The NOS enzyme goes through two steps to synthesize NO. First, NOS hydroxylates L-arginine to N^ω-hydroxy-L-arginine. NOS then oxidizes N^ω-hydroxy-L-arginine to L-citrulline and NO. All isoforms of NOS bind calmodulin. In nNOS and eNOS, calmodulin binding is brought about by an increase in intracellular Ca²⁺. In iNOS, due to the different amino acid structure of the calmodulin binding site, calmodulin binds under very low Ca²⁺ concentration (less than 40 nM). All NOS proteins contain a zinc-thiolate cluster formed by zinc ions, where zinc has a structural function rather than a catalytic function.

Figure 2. Structure and catalytic mechanisms of functional NOS (Förstermann, U.; Sessa, W.C. 2012)

Neuronal nitric oxide synthase

Neuron NOS is expressed in specific neurons of the brain.
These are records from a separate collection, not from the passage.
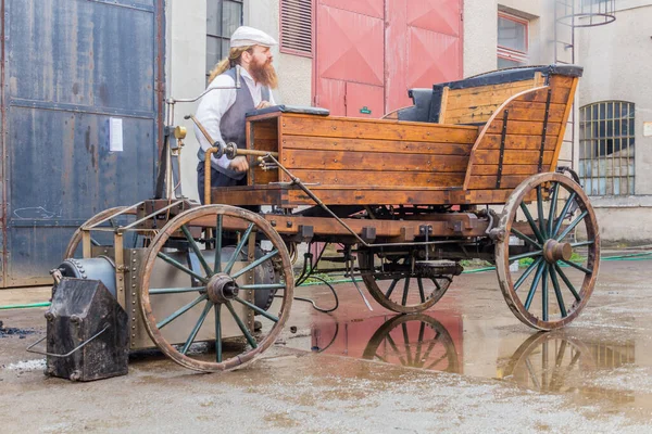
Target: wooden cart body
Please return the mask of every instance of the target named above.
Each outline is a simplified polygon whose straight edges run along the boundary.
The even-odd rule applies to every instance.
[[[272,107],[248,116],[247,146],[278,152],[326,205],[501,204],[526,178],[554,171],[580,75],[517,68],[415,89],[415,105],[385,119]],[[280,169],[251,163],[249,184],[215,189],[212,203],[314,204]]]

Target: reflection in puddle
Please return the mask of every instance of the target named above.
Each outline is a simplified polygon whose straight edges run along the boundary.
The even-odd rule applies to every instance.
[[[465,336],[460,315],[441,311],[339,323],[321,320],[312,326],[310,336],[312,350],[318,353],[460,374],[465,373],[465,362],[467,367],[488,365],[487,376],[538,392],[580,394],[622,404],[635,400],[629,384],[612,387],[605,383],[622,370],[637,368],[634,341],[609,344],[598,339],[582,341],[564,331],[536,333],[517,342],[513,336],[499,337],[499,353],[475,352],[481,360],[471,360],[469,355],[464,360],[465,345],[473,355],[473,347],[484,343],[478,339],[477,334]]]

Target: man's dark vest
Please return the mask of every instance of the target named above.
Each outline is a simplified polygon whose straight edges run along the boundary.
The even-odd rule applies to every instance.
[[[236,81],[235,67],[226,71],[224,74],[231,77],[234,82]],[[243,79],[240,80],[240,89],[236,89],[236,102],[226,111],[220,120],[220,131],[222,132],[222,140],[224,140],[225,143],[234,142],[238,145],[238,149],[244,149],[247,146],[244,115],[255,107],[253,105],[251,92],[249,91],[249,86],[247,86]],[[269,101],[269,88],[263,87],[261,93],[263,101]],[[199,159],[202,162],[204,161],[204,151],[202,151],[201,148],[197,155],[199,156]],[[216,165],[213,165],[213,168],[234,179],[242,179],[242,177],[247,175],[241,171],[235,171],[218,166],[216,167]]]

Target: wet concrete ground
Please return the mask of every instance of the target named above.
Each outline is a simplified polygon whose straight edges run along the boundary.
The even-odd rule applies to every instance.
[[[150,355],[127,376],[48,379],[24,352],[45,310],[0,310],[3,330],[34,331],[0,335],[0,432],[652,432],[651,265],[603,261],[584,314],[548,334],[512,315],[493,272],[410,317],[337,285],[336,312],[296,302],[278,344],[225,374]],[[331,303],[324,286],[298,292]],[[0,305],[45,298],[0,292]]]

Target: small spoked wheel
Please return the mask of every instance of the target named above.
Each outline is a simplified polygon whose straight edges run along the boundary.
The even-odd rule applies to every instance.
[[[455,344],[446,328],[427,315],[400,315],[376,330],[362,356],[367,360],[459,372]]]
[[[539,330],[573,321],[600,265],[598,222],[581,187],[561,174],[530,177],[510,195],[499,228],[496,268],[514,315]]]
[[[411,254],[384,254],[375,263],[376,256],[369,251],[358,253],[362,279],[380,306],[399,314],[416,314],[432,307],[453,280],[449,275],[431,275],[417,266]]]
[[[231,243],[235,248],[223,247]],[[275,342],[293,288],[285,243],[264,218],[205,205],[179,214],[152,241],[140,272],[140,308],[167,357],[198,371],[225,371]]]

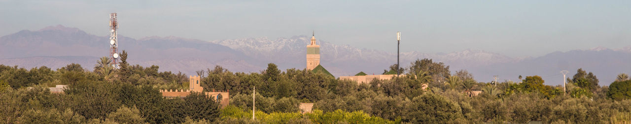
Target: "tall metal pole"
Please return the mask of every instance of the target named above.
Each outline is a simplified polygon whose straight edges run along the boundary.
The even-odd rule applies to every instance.
[[[396,77],[399,79],[399,74],[401,74],[399,63],[399,46],[401,44],[401,32],[396,32]],[[398,79],[397,79],[398,81]]]
[[[569,72],[567,70],[561,70],[561,74],[563,74],[563,95],[565,95],[565,92],[567,92],[565,91],[567,90],[565,89],[565,84],[567,83],[567,81],[566,81],[567,79],[565,78],[565,74],[567,74],[567,72]]]
[[[499,76],[493,76],[493,79],[495,80],[493,84],[495,84],[496,87],[497,86],[497,77],[499,77]]]
[[[256,105],[256,104],[254,104],[254,103],[255,103],[255,101],[256,101],[256,99],[254,99],[254,98],[256,96],[256,86],[254,86],[254,89],[252,89],[252,120],[254,120],[254,118],[254,118],[254,112],[256,111],[254,110],[254,105]]]

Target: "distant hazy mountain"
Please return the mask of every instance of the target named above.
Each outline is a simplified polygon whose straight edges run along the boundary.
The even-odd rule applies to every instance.
[[[305,48],[310,43],[310,37],[302,35],[276,40],[261,37],[211,42],[229,47],[259,60],[280,64],[281,68],[304,69],[307,53]],[[396,63],[396,52],[360,49],[348,45],[332,44],[319,40],[317,43],[321,45],[321,65],[336,76],[354,75],[360,71],[369,74],[380,74],[384,69]],[[417,59],[423,58],[444,62],[452,67],[478,67],[519,60],[483,50],[435,54],[410,52],[401,53],[400,57],[401,64],[403,67],[407,67]]]
[[[189,75],[216,65],[234,72],[258,72],[268,63],[276,64],[281,69],[303,69],[306,62],[305,48],[310,38],[302,35],[275,40],[261,37],[205,42],[175,37],[136,40],[119,36],[119,50],[129,52],[132,64],[158,65],[160,70],[181,71]],[[98,57],[108,55],[108,38],[61,25],[38,31],[23,30],[0,37],[0,64],[55,69],[79,63],[91,69]],[[394,51],[358,48],[319,40],[318,43],[321,65],[335,76],[354,75],[360,71],[379,74],[396,63]],[[601,85],[608,85],[618,74],[631,72],[627,62],[631,62],[631,47],[556,52],[528,58],[512,58],[477,50],[447,54],[407,52],[401,53],[401,64],[408,67],[415,60],[424,58],[444,62],[452,71],[468,70],[476,79],[484,82],[491,81],[493,75],[500,76],[500,81],[516,81],[520,75],[539,75],[546,84],[561,84],[560,70],[569,70],[567,77],[572,77],[576,69],[582,67],[594,72]]]
[[[517,80],[517,76],[538,75],[548,85],[563,84],[560,71],[567,70],[572,78],[576,70],[582,68],[592,72],[599,80],[599,84],[609,85],[620,73],[631,74],[631,48],[611,50],[597,47],[589,50],[555,52],[544,56],[516,62],[500,63],[478,67],[465,67],[481,81],[490,81],[493,75],[501,79]],[[486,78],[485,78],[486,77]]]
[[[98,58],[109,55],[109,38],[61,25],[23,30],[0,37],[0,64],[55,69],[78,63],[91,69]],[[122,36],[119,39],[119,52],[127,51],[130,64],[158,65],[162,71],[194,75],[195,70],[221,65],[232,71],[250,72],[261,70],[263,65],[248,63],[252,59],[240,52],[198,40],[175,37],[135,40]]]

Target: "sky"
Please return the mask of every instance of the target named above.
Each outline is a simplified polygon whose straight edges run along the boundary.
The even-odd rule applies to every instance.
[[[631,45],[631,1],[0,0],[0,36],[62,25],[134,38],[215,40],[310,35],[358,48],[512,57]],[[122,41],[121,41],[122,42]]]

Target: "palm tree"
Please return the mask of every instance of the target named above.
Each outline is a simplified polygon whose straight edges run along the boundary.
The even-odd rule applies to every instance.
[[[447,79],[447,83],[445,83],[445,84],[449,86],[451,89],[456,89],[456,86],[460,84],[461,81],[460,77],[457,76],[451,76]]]
[[[100,59],[97,60],[97,64],[94,65],[94,72],[103,75],[106,79],[109,79],[114,70],[114,67],[110,65],[112,59],[110,59],[109,57],[101,57]]]
[[[500,90],[493,85],[487,85],[487,86],[483,87],[482,91],[484,92],[485,94],[492,98],[495,98],[497,94],[500,94]]]
[[[432,82],[432,76],[430,76],[429,73],[426,71],[418,70],[416,74],[416,80],[418,80],[421,84]]]
[[[475,81],[473,79],[468,79],[461,81],[461,86],[464,89],[464,93],[467,93],[467,96],[473,96],[473,87],[475,87]]]
[[[109,57],[101,57],[100,59],[97,60],[97,64],[94,65],[94,70],[98,70],[99,69],[103,67],[109,66],[110,62],[112,62],[112,59],[110,59]]]
[[[616,81],[624,81],[628,80],[628,79],[629,79],[629,75],[627,75],[627,74],[624,73],[620,73],[620,74],[618,74],[618,76],[616,77]]]

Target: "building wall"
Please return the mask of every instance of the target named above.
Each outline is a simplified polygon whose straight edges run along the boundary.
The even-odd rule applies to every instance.
[[[307,45],[307,69],[313,70],[320,65],[320,45],[316,43],[316,36],[311,37],[311,43]]]
[[[341,76],[339,79],[350,79],[357,82],[357,84],[361,84],[364,83],[370,82],[374,79],[378,80],[389,80],[392,79],[392,77],[396,76],[396,74],[382,74],[382,75],[366,75],[366,76]]]
[[[313,110],[314,103],[301,103],[300,106],[298,107],[300,108],[300,112],[303,114],[306,113],[311,113],[311,110]]]
[[[396,74],[382,74],[382,75],[366,75],[366,76],[341,76],[339,79],[348,79],[355,81],[357,82],[357,85],[362,84],[367,84],[370,82],[372,80],[389,80],[392,78],[392,77],[396,76]],[[405,75],[400,75],[399,77],[405,76]],[[425,89],[427,88],[428,86],[427,84],[423,84],[421,86],[421,88]]]
[[[189,89],[175,89],[175,90],[160,90],[162,97],[165,98],[186,98],[192,92],[203,93],[208,97],[214,98],[215,101],[221,99],[220,104],[221,106],[226,106],[230,104],[230,93],[226,92],[203,92],[204,87],[201,87],[200,77],[197,76],[189,76]]]
[[[307,69],[313,70],[320,65],[320,54],[307,54]]]
[[[199,76],[189,76],[189,90],[195,91],[195,92],[203,92],[204,91],[204,87],[201,87],[199,83],[201,81],[199,80]]]

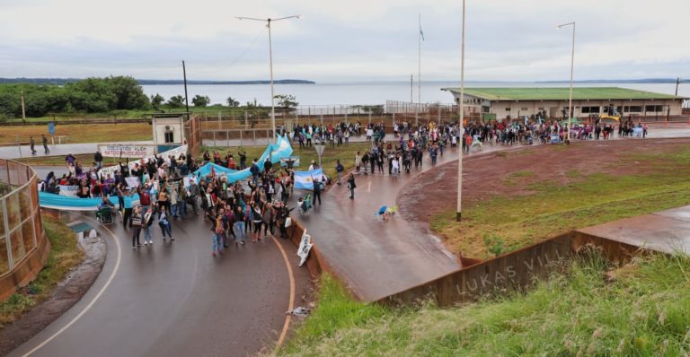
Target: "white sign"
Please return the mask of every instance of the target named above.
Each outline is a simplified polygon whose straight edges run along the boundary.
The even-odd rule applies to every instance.
[[[58,187],[60,188],[60,196],[76,197],[76,193],[79,192],[78,186],[58,185]]]
[[[125,181],[127,181],[127,186],[129,188],[134,188],[136,187],[141,186],[141,181],[139,181],[139,178],[125,178]]]
[[[143,158],[155,153],[155,146],[135,144],[102,144],[98,150],[108,158]]]
[[[181,153],[187,153],[187,145],[181,145],[178,146],[172,150],[168,150],[167,152],[161,152],[161,157],[166,158],[169,155],[174,155],[174,156],[180,156]],[[128,170],[132,170],[134,168],[135,163],[144,163],[148,162],[149,160],[155,160],[155,155],[150,155],[146,156],[142,160],[137,160],[135,161],[129,162]],[[113,177],[115,175],[115,171],[119,170],[119,165],[114,165],[114,166],[109,166],[107,168],[102,168],[101,170],[98,171],[98,173],[101,175],[102,178],[106,177],[107,175],[111,175],[111,177]]]
[[[309,257],[309,251],[312,250],[312,236],[305,233],[302,235],[302,240],[299,242],[299,248],[297,248],[297,256],[302,258],[299,261],[297,266],[302,266]]]
[[[324,145],[323,143],[322,144],[314,144],[314,148],[316,149],[316,154],[318,154],[319,157],[321,157],[321,155],[323,153],[323,149],[326,148],[326,145]]]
The nNOS in the brain exists in particulate and soluble forms, and the localization of its different sub-cells helps it achieve diversified functions. Neuronal NOS contains a PDZ domain, which can directly interact with the PDZ domains of other proteins. These important interactions determine the subcellular distribution and activity of enzymes. In addition to brain tissue, nNOS has also been identified in the spinal cord, sympathetic ganglia, adrenal glands, peripheral nitrergic nerves, epithelial cells of various organs, and pancreatic islet cells, etc. In mammals, skeletal muscle is the largest source of nNOS.

Conclusion

All three NOS isoenzymes play important regulatory functions in the cardiovascular system. Neuronal NOS is involved in the central regulation of blood pressure, and nerves containing nNOS can dilate certain vascular beds. Phosphodiesterase 5 inhibitors require at least residual nNOS activity to perform their effects. Studies have found that inducible NOS is expressed in atherosclerotic plaques, indicating that it is an important mediator of the fall in blood pressure in septic shock. eNOS has very important functions, for example, it can keep blood vessel dilation, control blood pressure, and has many other vasoprotective and anti-atherosclerosis effects. Although there is no research to prove that eNOS is a "disease gene", many cardiovascular risk factors can cause eNOS uncoupling, oxidative stress, and vascular endothelial dysfunction. Drugs that interfere with the renin-angiotensin-aldosterone system and statins can be used to prevent endothelial dysfunction. Subsequent research should further clarify how these therapeutic agents promote eNOS coupling when oxidative stress increases, so as to discover and gain insight into other potential pathways that lead to a beneficial effect of NO in the cardiovascular system.